In my previous posts, I’ve been discussing ballot-level comparison audits, a form of risk-limiting audit. Ballots are imprinted with serial numbers (after they leave the voter’s hands); during the audit, a person must find a particular numbered ballot in a batch of a thousand (more or less).

If the ballot papers are numbered consecutively, that’s not too difficult. But if the serial numbers are in random order, it’s very time-consuming.

An answer to the second puzzle.

So here’s my next idea. Likely I’m not the first to think of it, so I can’t claim much credit. And this idea may or may not be practical; it would need to be tested in practice.

Problem: You have a batch of serial-numbered ballots, like this, and you need to find the one numbered 0236000482.

Take the pile of ballots, and feed them through a high-volume scanner. Scanners that can do 140 pages per minute cost about $6000. The computer attached to the scanner can use OCR (optical character recognition) software just on the corners of the page, to find and recognize the serial number. When it finds the right number, the computer commands the scanner to stop.

Then the human auditor can pick up the last-scanned page, and examine it to make sure it’s the right number.

If the OCR software does not work perfectly (false positives), no harm done: the human sees that it’s the wrong number, and resumes the scanner. False negatives are more annoying, but still recoverable: the human would have to search through the entire pile. Because we don’t rely on the scanner to work perfectly, because the scanner is not counting or tabulating votes, there’s no need to put this equipment through an EAC certification process.

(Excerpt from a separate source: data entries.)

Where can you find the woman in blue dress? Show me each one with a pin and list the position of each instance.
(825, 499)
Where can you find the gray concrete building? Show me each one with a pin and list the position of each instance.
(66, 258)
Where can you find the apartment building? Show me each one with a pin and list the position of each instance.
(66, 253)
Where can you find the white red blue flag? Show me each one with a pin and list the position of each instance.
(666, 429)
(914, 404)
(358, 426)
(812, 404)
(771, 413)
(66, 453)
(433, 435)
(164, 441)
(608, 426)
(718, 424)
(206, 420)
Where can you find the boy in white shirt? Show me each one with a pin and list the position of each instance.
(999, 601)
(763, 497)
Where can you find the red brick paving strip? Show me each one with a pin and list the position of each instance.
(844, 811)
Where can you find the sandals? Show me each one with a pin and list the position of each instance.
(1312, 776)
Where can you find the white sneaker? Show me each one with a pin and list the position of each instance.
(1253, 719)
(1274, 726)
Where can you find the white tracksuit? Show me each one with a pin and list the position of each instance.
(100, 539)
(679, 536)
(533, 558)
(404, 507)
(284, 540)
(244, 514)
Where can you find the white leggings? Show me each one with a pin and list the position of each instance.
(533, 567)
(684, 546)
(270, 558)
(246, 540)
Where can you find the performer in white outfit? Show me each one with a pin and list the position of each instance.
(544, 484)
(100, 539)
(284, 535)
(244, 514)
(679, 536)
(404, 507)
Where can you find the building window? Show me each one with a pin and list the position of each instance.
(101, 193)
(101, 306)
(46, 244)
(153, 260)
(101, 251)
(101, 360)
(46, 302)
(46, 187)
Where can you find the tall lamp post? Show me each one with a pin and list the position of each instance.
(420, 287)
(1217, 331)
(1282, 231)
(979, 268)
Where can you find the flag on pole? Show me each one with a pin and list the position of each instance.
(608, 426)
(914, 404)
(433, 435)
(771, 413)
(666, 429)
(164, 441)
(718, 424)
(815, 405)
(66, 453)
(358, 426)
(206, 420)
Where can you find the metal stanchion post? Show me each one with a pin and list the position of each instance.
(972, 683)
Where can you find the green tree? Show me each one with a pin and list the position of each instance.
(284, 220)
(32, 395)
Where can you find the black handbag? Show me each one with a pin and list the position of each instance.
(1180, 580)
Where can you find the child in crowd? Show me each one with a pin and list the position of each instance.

As you’ll notice, the serial number is printed in fairly low-quality, hard-to-read print. This might pose problems for the OCR software. Better-quality printing would help the OCR, but it would help the humans too, and might be worth doing in any case.

Another variant of this solution is to print the serial number as a barcode in addition to human-readable digits. That would be easier for the scanner to recognize. If the PCOS tries to cheat in some way by making the barcode mismatch the human-readable number, this will be detected immediately by the human auditor.

Puzzle number 3: The solution I propose in this article might work; but surely a creative person can find even better ways to support ballot-level comparison audits of PCOS machines.


  1. Related to Boothe’s comment

    If the ballots were serialized by edge notching, then a desired ballot could be extracted relatively quickly manually using a few dollars worth of tools.

    See https://en.wikipedia.org/wiki/Edge-notched_card and https://www.youtube.com/watch?time_continue=4&v=-mQ5p1pL-M0&feature=emb_logo

    Problems with this include:
    most efficient notching requires conversion of serial number to binary. Possibly confusing for some poll workers.
    ballot could easily tear rendering tool less effective
    serialization equipment would be more expensive

    An alternative would be to notch for the low-order 3 digits in the ballot (10 binary notches). This would allow rapid selection of a ballot at locations with fewer than several thousand ballots to search.

  2. Peter Boothe says

    We once knew how to sort and/or randomize punch cards. We should use those same techniques here, for ballots

    A physical radix sort, iirc.